Synagogue in Alexandria, Egypt

The Menasce Synagogue (كنيس منشا) is a Jewish synagogue, located in Ahmed Orabi Square, in Alexandria, Egypt.

== History ==
The synagogue was funded by the wealthy and powerful Menasce banking family of Alexandria, previously of Morocco and Palestine. The first member of the Menasce family in Egypt was Jacob Levi Menasce, born in Cairo in 1807, also known as Baron Jacob de Menasce. Menasce was elevated to the baronetcy by Austria-Hungarian Emperor Franz Josef when the emperor visited Egypt for the opening of the Suez Canal. Menasce later became president of the Cairo Jewish community. Menasce and his family moved in Alexandria in 1871 but developed a rift with the established Alexandrian Jewish community.

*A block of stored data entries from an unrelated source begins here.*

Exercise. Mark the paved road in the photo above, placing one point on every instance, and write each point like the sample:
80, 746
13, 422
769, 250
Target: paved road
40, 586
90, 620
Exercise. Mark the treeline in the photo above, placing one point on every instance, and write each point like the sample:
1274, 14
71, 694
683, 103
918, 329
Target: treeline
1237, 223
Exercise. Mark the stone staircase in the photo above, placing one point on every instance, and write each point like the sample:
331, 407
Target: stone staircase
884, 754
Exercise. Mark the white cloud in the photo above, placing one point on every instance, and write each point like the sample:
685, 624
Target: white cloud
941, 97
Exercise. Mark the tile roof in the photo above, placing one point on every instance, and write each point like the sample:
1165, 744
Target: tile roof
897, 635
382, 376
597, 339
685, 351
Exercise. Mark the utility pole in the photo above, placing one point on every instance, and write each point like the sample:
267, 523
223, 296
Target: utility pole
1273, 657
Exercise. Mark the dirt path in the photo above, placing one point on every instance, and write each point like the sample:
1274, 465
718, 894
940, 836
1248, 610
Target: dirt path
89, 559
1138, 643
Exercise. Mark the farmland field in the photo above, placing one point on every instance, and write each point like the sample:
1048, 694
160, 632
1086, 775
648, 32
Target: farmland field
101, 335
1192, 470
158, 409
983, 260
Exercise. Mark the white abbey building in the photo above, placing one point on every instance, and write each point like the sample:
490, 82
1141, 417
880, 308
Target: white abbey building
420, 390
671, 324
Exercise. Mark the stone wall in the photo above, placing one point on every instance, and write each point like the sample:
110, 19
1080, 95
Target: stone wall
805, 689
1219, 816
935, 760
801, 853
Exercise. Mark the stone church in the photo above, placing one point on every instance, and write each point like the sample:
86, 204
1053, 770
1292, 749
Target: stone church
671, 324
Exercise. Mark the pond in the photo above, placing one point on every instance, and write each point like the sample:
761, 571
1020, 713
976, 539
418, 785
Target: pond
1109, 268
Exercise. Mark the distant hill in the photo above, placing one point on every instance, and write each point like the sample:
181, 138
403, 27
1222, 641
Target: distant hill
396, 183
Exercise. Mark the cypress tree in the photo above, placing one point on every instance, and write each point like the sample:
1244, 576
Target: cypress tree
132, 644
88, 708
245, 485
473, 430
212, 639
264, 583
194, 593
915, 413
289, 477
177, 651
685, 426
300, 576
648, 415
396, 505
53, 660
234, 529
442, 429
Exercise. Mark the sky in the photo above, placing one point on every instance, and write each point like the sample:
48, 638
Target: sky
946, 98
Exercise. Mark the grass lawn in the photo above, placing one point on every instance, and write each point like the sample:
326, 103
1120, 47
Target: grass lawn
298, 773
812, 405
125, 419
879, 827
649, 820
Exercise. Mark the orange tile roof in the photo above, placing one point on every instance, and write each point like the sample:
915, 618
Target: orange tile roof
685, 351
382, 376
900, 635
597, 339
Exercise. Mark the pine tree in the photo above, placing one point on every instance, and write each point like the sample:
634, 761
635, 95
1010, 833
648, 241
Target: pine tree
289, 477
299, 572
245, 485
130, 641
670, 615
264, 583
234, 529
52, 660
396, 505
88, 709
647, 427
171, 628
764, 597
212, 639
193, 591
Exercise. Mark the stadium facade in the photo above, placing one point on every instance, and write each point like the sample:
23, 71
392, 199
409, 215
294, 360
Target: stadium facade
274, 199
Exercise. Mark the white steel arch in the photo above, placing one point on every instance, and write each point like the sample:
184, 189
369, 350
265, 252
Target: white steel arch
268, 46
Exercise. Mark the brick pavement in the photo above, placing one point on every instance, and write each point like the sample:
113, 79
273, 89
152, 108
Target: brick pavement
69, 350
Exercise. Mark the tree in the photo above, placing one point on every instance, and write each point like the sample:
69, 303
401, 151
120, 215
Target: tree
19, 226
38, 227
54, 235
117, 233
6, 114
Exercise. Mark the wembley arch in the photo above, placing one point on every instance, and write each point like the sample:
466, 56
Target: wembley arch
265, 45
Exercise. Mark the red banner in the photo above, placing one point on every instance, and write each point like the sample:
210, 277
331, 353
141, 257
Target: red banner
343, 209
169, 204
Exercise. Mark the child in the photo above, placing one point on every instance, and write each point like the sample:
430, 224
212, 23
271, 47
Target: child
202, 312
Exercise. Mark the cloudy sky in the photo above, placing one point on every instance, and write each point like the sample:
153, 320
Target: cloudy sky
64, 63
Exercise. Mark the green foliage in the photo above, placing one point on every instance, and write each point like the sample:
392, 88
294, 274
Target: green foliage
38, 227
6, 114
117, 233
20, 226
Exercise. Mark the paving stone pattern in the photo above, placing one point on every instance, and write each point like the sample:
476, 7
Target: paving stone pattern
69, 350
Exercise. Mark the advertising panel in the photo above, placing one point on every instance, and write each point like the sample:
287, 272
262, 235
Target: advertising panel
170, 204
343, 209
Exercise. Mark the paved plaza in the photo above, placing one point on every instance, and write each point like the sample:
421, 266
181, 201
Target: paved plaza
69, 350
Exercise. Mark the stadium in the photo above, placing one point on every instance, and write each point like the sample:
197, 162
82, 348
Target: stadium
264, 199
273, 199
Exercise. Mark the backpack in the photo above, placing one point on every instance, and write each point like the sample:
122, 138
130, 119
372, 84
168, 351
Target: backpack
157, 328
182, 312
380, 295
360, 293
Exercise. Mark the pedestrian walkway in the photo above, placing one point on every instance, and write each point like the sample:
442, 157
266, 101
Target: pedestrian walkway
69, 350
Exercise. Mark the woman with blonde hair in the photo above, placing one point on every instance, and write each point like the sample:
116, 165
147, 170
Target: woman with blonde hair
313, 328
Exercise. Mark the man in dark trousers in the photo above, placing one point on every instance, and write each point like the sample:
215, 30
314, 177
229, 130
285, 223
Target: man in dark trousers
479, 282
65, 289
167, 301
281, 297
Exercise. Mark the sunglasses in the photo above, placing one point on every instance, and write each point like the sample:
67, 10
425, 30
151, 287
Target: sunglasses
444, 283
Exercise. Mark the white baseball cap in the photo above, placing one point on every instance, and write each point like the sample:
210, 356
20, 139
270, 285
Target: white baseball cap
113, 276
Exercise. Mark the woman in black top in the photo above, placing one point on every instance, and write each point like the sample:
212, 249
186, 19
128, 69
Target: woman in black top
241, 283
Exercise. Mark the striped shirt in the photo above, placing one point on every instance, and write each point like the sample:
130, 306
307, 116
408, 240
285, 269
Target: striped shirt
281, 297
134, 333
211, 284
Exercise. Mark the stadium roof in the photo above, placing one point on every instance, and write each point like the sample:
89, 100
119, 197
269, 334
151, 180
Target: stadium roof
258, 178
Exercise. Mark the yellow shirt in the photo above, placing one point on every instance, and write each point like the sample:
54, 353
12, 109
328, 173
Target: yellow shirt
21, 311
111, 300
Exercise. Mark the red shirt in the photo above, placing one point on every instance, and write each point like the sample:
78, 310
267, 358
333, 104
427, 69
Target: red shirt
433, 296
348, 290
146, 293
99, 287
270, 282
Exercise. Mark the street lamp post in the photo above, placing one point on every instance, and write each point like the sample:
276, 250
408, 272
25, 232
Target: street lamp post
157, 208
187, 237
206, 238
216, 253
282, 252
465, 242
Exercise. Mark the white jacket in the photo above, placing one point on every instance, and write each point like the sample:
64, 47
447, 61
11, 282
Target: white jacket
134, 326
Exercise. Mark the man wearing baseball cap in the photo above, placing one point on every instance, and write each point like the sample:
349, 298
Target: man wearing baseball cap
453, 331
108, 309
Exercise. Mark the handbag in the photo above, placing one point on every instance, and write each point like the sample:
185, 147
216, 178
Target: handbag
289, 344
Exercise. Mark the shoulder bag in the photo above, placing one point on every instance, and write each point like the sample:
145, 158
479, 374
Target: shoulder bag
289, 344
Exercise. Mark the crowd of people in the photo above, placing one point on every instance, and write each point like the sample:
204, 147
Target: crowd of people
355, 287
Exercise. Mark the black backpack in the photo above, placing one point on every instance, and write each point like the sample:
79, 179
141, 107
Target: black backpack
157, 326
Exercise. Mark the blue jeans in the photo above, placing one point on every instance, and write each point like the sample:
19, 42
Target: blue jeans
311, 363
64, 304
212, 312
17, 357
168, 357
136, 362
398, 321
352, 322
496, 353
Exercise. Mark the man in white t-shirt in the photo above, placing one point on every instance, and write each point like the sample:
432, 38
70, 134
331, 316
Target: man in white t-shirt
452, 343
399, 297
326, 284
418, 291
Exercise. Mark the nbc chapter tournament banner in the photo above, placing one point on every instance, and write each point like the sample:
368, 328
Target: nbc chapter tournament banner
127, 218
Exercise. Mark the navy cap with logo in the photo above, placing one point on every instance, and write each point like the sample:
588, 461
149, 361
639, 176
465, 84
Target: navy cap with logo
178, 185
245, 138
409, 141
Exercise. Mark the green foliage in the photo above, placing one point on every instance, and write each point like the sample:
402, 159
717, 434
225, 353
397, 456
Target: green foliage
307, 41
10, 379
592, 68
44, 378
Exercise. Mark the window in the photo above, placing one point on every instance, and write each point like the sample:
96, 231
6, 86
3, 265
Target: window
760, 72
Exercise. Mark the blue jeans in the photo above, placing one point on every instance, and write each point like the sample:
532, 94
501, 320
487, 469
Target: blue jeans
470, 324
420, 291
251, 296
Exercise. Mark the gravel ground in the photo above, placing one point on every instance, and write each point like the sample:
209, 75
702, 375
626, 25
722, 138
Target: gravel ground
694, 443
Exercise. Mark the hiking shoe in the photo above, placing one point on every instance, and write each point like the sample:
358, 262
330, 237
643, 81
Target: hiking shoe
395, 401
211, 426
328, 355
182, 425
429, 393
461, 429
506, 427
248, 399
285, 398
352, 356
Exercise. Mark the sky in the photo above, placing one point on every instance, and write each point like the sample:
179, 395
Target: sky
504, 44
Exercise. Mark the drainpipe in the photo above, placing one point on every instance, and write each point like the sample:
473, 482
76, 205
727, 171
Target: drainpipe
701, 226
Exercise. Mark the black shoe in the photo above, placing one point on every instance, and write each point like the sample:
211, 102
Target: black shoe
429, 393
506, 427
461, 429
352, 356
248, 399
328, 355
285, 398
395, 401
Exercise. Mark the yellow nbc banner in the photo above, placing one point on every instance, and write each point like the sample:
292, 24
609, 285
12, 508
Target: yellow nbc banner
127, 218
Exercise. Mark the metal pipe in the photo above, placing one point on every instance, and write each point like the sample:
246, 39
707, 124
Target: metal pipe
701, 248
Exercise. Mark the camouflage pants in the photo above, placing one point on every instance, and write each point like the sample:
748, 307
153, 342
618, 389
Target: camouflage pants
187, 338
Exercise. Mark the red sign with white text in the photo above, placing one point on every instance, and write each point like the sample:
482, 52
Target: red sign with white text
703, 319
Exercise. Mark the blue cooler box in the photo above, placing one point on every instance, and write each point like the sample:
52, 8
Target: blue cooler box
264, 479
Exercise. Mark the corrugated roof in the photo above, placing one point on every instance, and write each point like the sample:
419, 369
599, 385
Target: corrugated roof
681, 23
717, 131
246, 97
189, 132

The separate synagogue that he founded, the Menasce Synagogue, opened to great fanfare on December 30, 1872, (Note: Quoted elsewhere as 1882; and 1860.) with the ceremony attended by the Ottoman Governor of Alexandria. Although the Alexandria coastline was bombed ten years later in the Anglo-Egyptian War, the synagogue survived intact.

In September 2017, Menasce Synagogue was added to Egypt's list of Islamic, Jewish, and Coptic monuments, protecting it from being torn down.